The conversation about AI and the workforce has been dominated by one word: replacement. However, the true story of this technological revolution isn’t about replacement, but about redeployment – a fundamental shift in how we orchestrate human talent and intelligent technology.
At a time when organisations face rising expectations and increased complexity, we are entering the era of the agentic enterprise: where humans and AI agents collaborate seamlessly as a single, intelligent workforce.
These AI agents are not mere assistants; they are autonomous partners that can reason, decide, and act, freeing human teams from routine work to focus on what they do best: strategy, innovation, and building deep customer relationships.
This collaboration marks the beginning of the great redeployment, a once-in-a-generation opportunity to elevate the nature of work itself.
Salesforce research indicates that 81% of HR leaders plan to reskill employees for better job opportunities in the digital labour era.
Success, however, is not guaranteed. It requires a deliberate two-pronged approach: transforming our teams’ skills and cultivating an agentic mindset across the organisation.
From task-based to outcome-driven roles
For decades, we’ve defined jobs by the tasks they entail. The great redeployment demands we shift this focus to outcomes. As AI agents take on more automatable tasks – from data analysis to code generation – the most valuable human skills will be those that AI cannot replicate.
The UN’s AI Impact Quadrant confirms what leaders must now accept: reskilling, upskilling, and cross-skilling are the most critical imperatives for building a future-proof workforce.

We must equip employees in roles susceptible to automation with entirely new capabilities. But more importantly, we must uniquely enhance human skills across the entire workforce. Critical thinking, strategic oversight, and empathetic leadership are no longer “soft skills”; they are the core drivers of value in an agentic enterprise.
According to the World Economic Forum’s Future of Jobs Report for 2025, resilience, flexibility, and agility; resource management; and programming and technological literacy will differentiate growing from declining jobs.
The crucial differentiator for talent will be the ability to distinguish between a job (the strategic “why”) and its associated tasks (the tactical “how”). The most successful professionals will own the outcome of their job, maintaining full accountability while skillfully deploying AI agents to execute the necessary tasks with speed and precision. This is the new benchmark for performance.

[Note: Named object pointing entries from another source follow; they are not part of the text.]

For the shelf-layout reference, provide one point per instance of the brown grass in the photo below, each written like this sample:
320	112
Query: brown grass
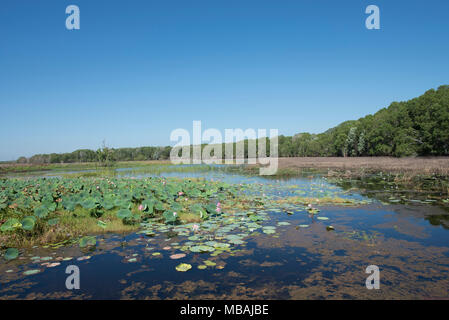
413	166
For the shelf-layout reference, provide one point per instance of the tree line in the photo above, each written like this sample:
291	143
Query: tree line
418	127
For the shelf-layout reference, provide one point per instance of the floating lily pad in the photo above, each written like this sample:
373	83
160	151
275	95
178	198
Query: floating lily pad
183	267
11	254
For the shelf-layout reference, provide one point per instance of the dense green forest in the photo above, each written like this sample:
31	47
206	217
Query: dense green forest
417	127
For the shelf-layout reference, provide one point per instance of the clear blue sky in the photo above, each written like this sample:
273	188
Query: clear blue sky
136	70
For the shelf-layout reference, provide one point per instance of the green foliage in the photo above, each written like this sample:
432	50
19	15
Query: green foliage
417	127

Cultivating the agentic mindset
Skills are only half the equation. Without a culture that embraces change, even the best-skilled workforce will falter.
The latest Slack Workforce Index reveals that employees who actively use AI are not only 64% more productive but also 81% more satisfied with their jobs. This isn’t just a productivity hack; it’s a leading indicator of a cultural shift.
Fostering this mindset begins with leadership. Leaders must champion a culture of continuous learning and psychological safety, where curiosity is encouraged and experimentation is rewarded.
This means starting with small, manageable AI integrations to build confidence and demonstrating the value of human-agent collaboration through clear communication and inclusive engagement. When teams feel supported and see the purpose behind the technology, they are empowered to innovate.
The goal of the great redeployment is not to build a workforce of AI operators, but a workforce of innovators, strategists, and relationship-builders, amplified by AI.
By focusing on both skills and mindset, we can unlock the limitless potential of this new era and build enterprises that are not just more efficient, but more human.